Para avaliar, observe o animal de cima e de lado: deve ser possível ver uma cintura levemente definida e palpar as costelas sem dificuldade, mas sem que elas estejam excessivamente aparentes.
Se você precisa pressionar para sentir as costelas, pode haver excesso de gordura. Se as costelas e ossos da coluna estão muito evidentes, há risco de magreza excessiva.
O MCS é utilizado para avaliar a quantidade de músculo, independentemente da gordura.
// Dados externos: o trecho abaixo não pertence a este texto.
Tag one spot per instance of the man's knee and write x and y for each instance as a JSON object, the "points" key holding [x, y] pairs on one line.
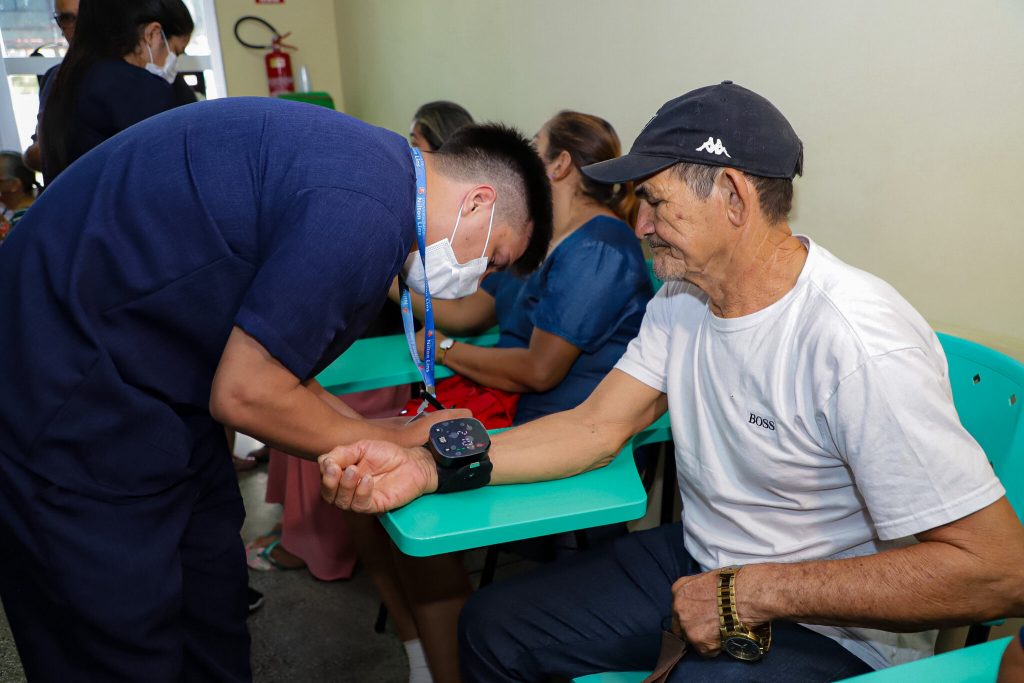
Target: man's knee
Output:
{"points": [[486, 647]]}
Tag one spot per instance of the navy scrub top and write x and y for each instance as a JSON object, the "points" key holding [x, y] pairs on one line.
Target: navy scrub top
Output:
{"points": [[119, 289], [592, 291]]}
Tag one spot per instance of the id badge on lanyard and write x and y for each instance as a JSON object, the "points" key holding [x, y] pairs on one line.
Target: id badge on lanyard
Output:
{"points": [[426, 365]]}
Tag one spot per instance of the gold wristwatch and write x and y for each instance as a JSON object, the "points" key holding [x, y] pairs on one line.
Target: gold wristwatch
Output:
{"points": [[443, 347], [738, 640]]}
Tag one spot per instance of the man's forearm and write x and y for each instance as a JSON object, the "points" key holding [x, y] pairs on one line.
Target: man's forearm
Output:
{"points": [[930, 585], [564, 443], [303, 424]]}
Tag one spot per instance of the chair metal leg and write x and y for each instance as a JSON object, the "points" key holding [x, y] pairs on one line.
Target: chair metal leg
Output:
{"points": [[381, 624], [489, 566], [669, 484], [977, 634]]}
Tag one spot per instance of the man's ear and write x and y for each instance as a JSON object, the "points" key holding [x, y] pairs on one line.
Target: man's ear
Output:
{"points": [[152, 34], [737, 194], [481, 197]]}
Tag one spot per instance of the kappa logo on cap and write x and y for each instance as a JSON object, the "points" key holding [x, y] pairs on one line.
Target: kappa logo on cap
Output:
{"points": [[714, 146]]}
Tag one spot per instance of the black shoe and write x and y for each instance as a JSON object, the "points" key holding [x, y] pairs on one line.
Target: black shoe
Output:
{"points": [[255, 599]]}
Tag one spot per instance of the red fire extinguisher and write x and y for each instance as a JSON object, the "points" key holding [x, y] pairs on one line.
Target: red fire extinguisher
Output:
{"points": [[279, 68], [278, 61]]}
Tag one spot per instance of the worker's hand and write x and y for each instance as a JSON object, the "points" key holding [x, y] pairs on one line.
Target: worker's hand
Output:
{"points": [[417, 432], [376, 476]]}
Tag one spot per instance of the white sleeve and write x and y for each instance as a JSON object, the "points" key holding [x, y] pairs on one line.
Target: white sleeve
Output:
{"points": [[646, 357], [894, 423]]}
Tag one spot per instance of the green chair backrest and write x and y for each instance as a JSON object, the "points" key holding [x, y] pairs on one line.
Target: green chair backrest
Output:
{"points": [[655, 282], [988, 392], [318, 98]]}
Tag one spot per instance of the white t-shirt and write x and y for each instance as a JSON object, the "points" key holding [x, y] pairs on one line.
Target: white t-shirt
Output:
{"points": [[819, 427]]}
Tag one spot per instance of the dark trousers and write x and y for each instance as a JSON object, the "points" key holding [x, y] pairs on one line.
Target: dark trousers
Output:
{"points": [[147, 588], [603, 610]]}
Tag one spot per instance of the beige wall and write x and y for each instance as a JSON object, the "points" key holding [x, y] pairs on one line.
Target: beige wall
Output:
{"points": [[312, 27], [911, 113]]}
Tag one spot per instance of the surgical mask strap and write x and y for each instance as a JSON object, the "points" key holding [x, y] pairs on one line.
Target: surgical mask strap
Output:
{"points": [[489, 224], [166, 44]]}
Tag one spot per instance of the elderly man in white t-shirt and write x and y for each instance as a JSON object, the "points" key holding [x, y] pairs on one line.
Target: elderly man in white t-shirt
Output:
{"points": [[834, 507]]}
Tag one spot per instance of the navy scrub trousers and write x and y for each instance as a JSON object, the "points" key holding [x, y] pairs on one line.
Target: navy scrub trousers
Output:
{"points": [[134, 588], [603, 610], [120, 512]]}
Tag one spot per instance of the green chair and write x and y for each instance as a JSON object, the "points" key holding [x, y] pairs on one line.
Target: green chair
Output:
{"points": [[988, 393], [383, 361], [318, 98]]}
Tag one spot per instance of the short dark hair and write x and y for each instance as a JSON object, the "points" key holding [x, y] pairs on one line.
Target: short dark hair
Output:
{"points": [[438, 120], [590, 139], [503, 157], [774, 195], [104, 30]]}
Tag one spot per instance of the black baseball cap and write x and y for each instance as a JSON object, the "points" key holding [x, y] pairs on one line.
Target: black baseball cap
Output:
{"points": [[718, 125]]}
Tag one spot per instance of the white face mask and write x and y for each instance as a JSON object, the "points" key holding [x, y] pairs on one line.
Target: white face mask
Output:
{"points": [[170, 69], [448, 278]]}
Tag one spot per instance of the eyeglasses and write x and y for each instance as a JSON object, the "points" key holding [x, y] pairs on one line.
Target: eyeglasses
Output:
{"points": [[66, 19]]}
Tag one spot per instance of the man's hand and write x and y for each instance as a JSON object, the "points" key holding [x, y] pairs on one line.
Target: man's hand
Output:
{"points": [[694, 612], [376, 476]]}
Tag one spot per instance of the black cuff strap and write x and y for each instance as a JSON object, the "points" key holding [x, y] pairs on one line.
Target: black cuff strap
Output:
{"points": [[473, 475]]}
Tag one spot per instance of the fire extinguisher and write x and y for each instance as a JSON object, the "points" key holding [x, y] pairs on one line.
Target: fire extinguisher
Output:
{"points": [[278, 61]]}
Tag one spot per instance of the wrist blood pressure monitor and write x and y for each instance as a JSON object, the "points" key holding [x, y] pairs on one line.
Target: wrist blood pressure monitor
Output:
{"points": [[460, 450]]}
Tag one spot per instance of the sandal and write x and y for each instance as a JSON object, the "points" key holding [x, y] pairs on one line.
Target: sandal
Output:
{"points": [[262, 559], [259, 543]]}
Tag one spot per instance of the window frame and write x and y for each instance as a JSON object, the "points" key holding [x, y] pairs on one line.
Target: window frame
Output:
{"points": [[214, 61]]}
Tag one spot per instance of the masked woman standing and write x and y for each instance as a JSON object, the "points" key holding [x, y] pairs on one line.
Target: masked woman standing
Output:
{"points": [[121, 69]]}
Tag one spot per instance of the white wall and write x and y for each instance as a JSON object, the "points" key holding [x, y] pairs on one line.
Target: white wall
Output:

É útil porque alguns animais podem parecer “cheios”, mas na verdade estão perdendo massa muscular — algo comum em idosos ou animais com doenças crônicas.
Para essa avaliação, observam-se áreas como lombar, escápulas e crânio, verificando se há preenchimento muscular ou se as proeminências ósseas estão mais evidentes.
Com essas informações, é possível ajustar as porções de alimento de forma mais consciente.
- Se o BCS indicar sobrepeso, reduzem-se as calorias de forma gradual.
- Se indicar magreza, aumenta-se a oferta de energia ou revisa-se a dieta para garantir nutrientes suficientes.
- Alterações no MCS podem indicar necessidade de dieta mais rica em proteínas de alta qualidade ou avaliação veterinária para descartar doenças.
Monitorar BCS e MCS periodicamente — a cada algumas semanas — ajuda a manter o animal em uma faixa saudável de peso e composição corporal.
Essa prática é simples e previne tanto a obesidade quanto a desnutrição, favorecendo uma vida mais longa e saudável para cães e gatos.